The first risk is that the individual is just not very good at investing. There is no professional certificate or specific training required to be an investor, so anyone can join the fun if they have some spare cash. But is it a really a problem if an investor is uninformed, unsophisticated or lacks the temperament or skills to allocate capital effectively? Doesn't it make everyone else's life easier if an investor is a little clueless, and perhaps willing to overpay for their stake? Perhaps... but it also means that they can be a disruptive, distracting influence on the business, especially if they don't really understand it. They may have anchored themselves to a specific valuation or an unrealistic expectation of returns, which makes them unwilling to sell out at a good price.
Another risk is that, unlike institutions, individuals need to eat, buy clothes and send their kids to college. They get sick, they get sued, and they lose their savings at the racing track. Which is to say, they might need their money back very suddenly.
Finally, even if they are wise and solvent, they just might lose interest. Passions and priorities shift. Boredom and frustration can be powerful motivators. An individual does not have an investment committee, a charter or a Board to hold them accountable to a long-term strategy, and so even if they are contractually bound to remain invested in a business, they may disengage and become a source of delay and confusion.
There is one more aspect of individual investors that is worth noting - and this is more a structural factor that arises out of the lifecycle of a business, and applies most commonly to startups. Because many early stage companies get their first round of funding from individuals, those individuals often have an outsize amount of control. Because young companies often have better things to do than negotiate crisp, clear terms with their first investors, those early funding arrangements are often based on poorly documented understandings, with idiosyncratic or nebulous terms. Hence, a big challenge for late-stage startups is "tidying up" their cap table, which involves replacing the well-meaning, generous individuals who originally funded them, with professional institutional investors.
Part III: So what?
I mentioned in the first paragraph that it's worth understanding the motivations of different types of investors. This allows you to anticipate the kind of rights and protections they will demand, and how they will likely use those rights and protections.

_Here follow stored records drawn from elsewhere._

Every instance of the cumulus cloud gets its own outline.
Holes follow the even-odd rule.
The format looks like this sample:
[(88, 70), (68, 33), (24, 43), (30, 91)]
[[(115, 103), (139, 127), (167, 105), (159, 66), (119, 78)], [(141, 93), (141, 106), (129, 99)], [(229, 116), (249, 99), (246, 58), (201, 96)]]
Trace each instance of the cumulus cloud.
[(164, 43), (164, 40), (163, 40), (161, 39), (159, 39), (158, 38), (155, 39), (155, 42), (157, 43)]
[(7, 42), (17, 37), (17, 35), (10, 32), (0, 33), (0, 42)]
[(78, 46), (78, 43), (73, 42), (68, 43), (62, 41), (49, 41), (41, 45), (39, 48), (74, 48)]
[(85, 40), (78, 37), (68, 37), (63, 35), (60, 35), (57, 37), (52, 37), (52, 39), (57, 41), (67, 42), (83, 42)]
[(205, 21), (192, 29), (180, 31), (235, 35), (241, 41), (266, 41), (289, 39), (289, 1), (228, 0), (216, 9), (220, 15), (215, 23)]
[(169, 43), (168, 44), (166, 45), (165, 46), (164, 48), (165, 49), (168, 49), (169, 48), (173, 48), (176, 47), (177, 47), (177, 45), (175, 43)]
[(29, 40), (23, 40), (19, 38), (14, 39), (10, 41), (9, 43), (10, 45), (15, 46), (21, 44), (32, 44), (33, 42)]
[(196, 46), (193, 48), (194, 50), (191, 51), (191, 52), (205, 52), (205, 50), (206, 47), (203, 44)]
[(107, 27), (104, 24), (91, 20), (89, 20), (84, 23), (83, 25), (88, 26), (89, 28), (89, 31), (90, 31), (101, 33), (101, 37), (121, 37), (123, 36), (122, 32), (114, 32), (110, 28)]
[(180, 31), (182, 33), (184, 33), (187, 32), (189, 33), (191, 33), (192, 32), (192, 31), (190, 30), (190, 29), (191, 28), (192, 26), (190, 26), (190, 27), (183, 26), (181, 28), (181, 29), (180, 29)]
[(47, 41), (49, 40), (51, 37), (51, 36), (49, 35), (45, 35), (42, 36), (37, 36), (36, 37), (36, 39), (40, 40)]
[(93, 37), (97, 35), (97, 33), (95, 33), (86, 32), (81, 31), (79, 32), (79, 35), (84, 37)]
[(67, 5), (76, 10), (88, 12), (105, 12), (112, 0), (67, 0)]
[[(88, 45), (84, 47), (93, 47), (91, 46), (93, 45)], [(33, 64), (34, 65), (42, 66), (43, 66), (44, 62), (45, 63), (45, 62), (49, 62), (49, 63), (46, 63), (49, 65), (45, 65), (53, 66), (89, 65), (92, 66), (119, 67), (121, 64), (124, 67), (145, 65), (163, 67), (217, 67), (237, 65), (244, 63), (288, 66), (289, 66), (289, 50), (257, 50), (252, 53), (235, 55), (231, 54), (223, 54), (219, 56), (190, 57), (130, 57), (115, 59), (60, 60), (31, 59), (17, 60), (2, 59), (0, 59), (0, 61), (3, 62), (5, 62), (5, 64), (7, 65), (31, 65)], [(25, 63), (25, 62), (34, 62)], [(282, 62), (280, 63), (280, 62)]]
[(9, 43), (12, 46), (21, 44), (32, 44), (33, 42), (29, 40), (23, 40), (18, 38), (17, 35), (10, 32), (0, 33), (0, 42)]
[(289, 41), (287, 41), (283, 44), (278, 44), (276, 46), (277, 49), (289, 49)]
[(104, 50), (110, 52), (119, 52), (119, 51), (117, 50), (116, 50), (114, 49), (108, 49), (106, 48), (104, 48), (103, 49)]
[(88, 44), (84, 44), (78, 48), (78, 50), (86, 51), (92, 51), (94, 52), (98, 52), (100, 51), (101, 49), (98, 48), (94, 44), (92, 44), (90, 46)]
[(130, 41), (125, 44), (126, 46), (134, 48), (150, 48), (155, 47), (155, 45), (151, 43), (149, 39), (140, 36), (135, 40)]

Here's the high level intuition that you should take away from this post: Each investor is solving for their own utility maximization function, which includes both financial and non-financial aims. These aims are not necessarily incompatible, but compromise is required. The job of a dealmaker is to help all the parties get enough of what they want, that they stay at the table and see the deal through. As a lawyer, you might or you might not be the dealmaker (and as a junior lawyer you almost certainly are not), but you can still create and capture value as you draft and craft the terms of the deal.
It's all very well for a VC to promise that they will provide exposure and expertise. But can they be help to that promise? A strategic investor might say they will provide access to technology, or integration with a channel marketing scheme. But will they actually spend the time and effort required to make that happen? The answer depends in part on whether the shareholder agreements have been drafted to make sure that the company and the investors deliver on all the elements that create and capture value.
So when you are hacking away at another round of comments at some ungodly hour, don't forget that you are well-placed to help make sure all these promises and opportunities stand the best possible chance of coming to fruition. Hidden amongst all the boilerplate are the nuggets of commitment that really matter. Hopefully by keeping the overall shape of the deal in mind, and a keen awareness of the value that each party brings, you can recognize those nuggets, and make sure that they are drafted in a way that unlocks value.